Salt. Salt can be used to kill pond algae at the ratio of 1lb non-iodized salt to 100 gals water. This works especially well for string algae. Dose three times with twelve hours in between. Be prepared to skim dead algae out of your pond so it doesn’t rot and cause problems.
Barley Straw. When barley decomposes it releases humic acids. The reaction produced by humic acid, light and dissolved oxygen yields very low levels of hydrogen peroxide, which inhibits algae growth.
Ultra Sonic Waves.Ultrasonic sound devices transmit vibrations through the water that case the vacuoles inside algae cells to resonate and break. These units can be used in larger ponds as a chemical free and environmentally safe way to kill algae without harming your fish or plants.
UV Sterilization. Water can be pumped through a UV sterilizer to not only kill algae but some fish pathogens and parasites as well. These units mount easily on the side of the tank, the wall behind the tank or in the stand.
Algae Eaters are a fish keepers favorite way to take care of the green stuff. Here are just a few that can help out. Just be careful not to put too many in your tank.
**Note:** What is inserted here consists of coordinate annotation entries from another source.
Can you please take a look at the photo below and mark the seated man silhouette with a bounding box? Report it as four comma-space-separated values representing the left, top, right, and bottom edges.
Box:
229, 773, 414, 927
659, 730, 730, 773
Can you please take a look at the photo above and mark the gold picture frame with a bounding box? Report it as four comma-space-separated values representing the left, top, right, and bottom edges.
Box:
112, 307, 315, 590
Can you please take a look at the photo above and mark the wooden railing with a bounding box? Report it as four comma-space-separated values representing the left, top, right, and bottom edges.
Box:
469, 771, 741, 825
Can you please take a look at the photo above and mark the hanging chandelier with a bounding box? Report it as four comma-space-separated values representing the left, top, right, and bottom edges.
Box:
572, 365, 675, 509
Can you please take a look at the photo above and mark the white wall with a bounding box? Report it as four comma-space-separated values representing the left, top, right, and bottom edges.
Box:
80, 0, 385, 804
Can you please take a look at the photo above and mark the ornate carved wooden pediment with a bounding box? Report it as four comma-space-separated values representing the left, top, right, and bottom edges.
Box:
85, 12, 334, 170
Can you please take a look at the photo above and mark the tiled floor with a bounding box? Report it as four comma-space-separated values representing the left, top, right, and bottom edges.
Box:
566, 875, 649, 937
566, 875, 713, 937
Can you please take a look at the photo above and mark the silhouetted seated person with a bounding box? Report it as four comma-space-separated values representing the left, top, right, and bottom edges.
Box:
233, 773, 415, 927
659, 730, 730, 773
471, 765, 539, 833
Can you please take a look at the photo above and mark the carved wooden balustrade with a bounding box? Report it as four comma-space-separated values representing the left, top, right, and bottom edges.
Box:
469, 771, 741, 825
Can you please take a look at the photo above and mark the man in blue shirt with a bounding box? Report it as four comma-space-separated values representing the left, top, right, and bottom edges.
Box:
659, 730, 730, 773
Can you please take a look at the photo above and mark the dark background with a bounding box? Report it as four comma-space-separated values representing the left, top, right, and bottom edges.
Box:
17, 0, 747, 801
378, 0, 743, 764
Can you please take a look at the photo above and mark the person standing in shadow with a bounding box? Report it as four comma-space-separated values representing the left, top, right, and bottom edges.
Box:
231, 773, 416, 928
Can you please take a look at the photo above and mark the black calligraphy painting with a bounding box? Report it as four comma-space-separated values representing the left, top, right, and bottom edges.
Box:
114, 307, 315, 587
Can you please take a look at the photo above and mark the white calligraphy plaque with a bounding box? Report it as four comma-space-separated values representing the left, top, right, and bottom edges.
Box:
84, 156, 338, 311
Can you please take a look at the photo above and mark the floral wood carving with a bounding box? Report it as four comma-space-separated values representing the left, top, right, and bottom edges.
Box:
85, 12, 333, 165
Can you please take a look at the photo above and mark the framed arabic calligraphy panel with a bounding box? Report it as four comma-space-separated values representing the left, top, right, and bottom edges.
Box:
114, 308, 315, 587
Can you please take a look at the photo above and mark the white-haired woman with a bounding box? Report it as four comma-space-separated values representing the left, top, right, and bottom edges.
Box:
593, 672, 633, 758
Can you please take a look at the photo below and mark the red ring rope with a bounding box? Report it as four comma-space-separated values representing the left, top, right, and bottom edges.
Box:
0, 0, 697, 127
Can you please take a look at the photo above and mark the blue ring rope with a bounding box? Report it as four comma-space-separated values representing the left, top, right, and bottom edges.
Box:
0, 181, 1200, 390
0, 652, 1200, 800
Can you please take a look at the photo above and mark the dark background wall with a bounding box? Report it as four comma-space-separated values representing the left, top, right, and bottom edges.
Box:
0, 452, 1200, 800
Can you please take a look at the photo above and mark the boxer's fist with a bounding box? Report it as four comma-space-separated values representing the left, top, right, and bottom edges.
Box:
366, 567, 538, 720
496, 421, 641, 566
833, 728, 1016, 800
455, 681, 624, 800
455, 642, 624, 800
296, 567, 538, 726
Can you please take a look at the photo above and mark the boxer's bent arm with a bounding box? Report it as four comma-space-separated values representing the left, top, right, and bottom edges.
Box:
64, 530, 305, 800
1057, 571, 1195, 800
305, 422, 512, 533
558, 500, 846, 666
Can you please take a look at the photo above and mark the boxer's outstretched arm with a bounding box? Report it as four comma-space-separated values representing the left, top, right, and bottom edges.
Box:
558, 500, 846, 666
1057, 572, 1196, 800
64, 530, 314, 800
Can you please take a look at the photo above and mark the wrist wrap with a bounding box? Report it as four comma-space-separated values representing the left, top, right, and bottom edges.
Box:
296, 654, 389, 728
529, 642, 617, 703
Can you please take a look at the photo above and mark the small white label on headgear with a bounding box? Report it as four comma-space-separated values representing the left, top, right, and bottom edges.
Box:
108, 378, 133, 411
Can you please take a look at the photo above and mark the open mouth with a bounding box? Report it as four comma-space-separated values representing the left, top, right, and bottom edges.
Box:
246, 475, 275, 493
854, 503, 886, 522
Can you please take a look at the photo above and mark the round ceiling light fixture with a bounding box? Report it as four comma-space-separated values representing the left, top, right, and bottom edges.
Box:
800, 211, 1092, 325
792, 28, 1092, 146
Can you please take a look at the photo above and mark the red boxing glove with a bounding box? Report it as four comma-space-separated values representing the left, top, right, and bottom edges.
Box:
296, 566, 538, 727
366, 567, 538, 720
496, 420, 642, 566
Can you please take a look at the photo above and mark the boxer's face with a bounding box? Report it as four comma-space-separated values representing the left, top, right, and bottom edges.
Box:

If there are too many algae eaters and not enough algae, they will starve.
Plecostomus – familyLoricariidae – The classic algae eater. Many species available with some being much more effective than others. They help with glass, gravel and ornaments. I recommend the mountain stream (a.k.a. rubber) plecostomus for functionality. Royal or Leopard pleco for aesthetics.
Otocinclus – Otocinlus spp.-Great help for keeping small ornaments and plants clean.
Siamese Flying Fox -Crossocheilus siamensis- One of the few fish that eats thread algae (a.k.a. string algae, beard algae, hair algae).
Chinese Algae Eater -Gyrinocheilus aymonieri – A colder water species with a pretty good appetite for algae. Has a tendency to be a bit nippy.
Snails – Pick a snail, any snail. Almost all are good algae eaters. They also have a tendency to reproduce like guppies.
Algae Eating Shrimp –Caridina spp. – Great little critters. They will eat almost any type of algae. Should be kept in a very peaceful tank as many fish see them as food.
Live Plants. While they don’t eat algae, they do stop algae from eating. Live plants compete with algae for the same nutrients.